15. A non-transitory computer readable medium storing instructions, which when executed by at least one data processor, result in operations comprising:

receiving, via a query optimizer of a database execution engine and from a user equipment, a structured query language (SQL) query targeting a column-store table and a row-store table, wherein the query includes a rowlock request to lock at least one row in the column-store table and the row-store table;

generating, using the query optimizer, a query execution plan for execution of the SQL query, wherein generating the query execution plan comprises:

creating a plurality of rowlock accessors for a plurality of storage layers responsive to receiving the query with the rowlock request,

inserting a rowlock relation into the query execution plan,

creating a rowlock operator for the query execution plan, and

setting the plurality of rowlock accessors to enable locking of a plurality of targeted rows; and

executing, using a query execution engine of the database execution engine and based on executable code received from a query plan compiler, the query execution plan to execute the SQL query by accessing a given rowlock accessor via the rowlock operator to lock the at least one row,

wherein each of the plurality of rowlock accessors, the rowlock operator, and the rowlock relation is an operator executed at runtime of the SQL query.

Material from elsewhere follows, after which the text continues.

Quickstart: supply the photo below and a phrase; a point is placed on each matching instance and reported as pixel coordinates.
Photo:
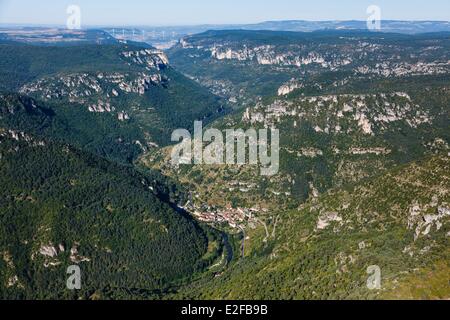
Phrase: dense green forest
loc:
(124, 234)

16. The non-transitory computer readable medium of claim 15, wherein the plurality of storage layers include a first persistence layer that corresponds to the column-store table and a second persistence layer that corresponds to the row-store table.

17. The non-transitory computer readable medium of claim 16, wherein the first and second persistence layers are configured to provide persistent storage of data for the column-store and row-store tables, respectively.

18. The non-transitory computer readable medium of claim 15, wherein the at least one row is identified by at least one row identifier.

19. The non-transitory computer readable medium of claim 15, wherein each rowlock accessor uses a set of coordinates stored in a corresponding rowlock accessor factory for accessing a corresponding storage layer.

20. The non-transitory computer readable medium of claim 15, wherein the plurality of rowlock accessors are created during a plan generation phase of the query execution plan.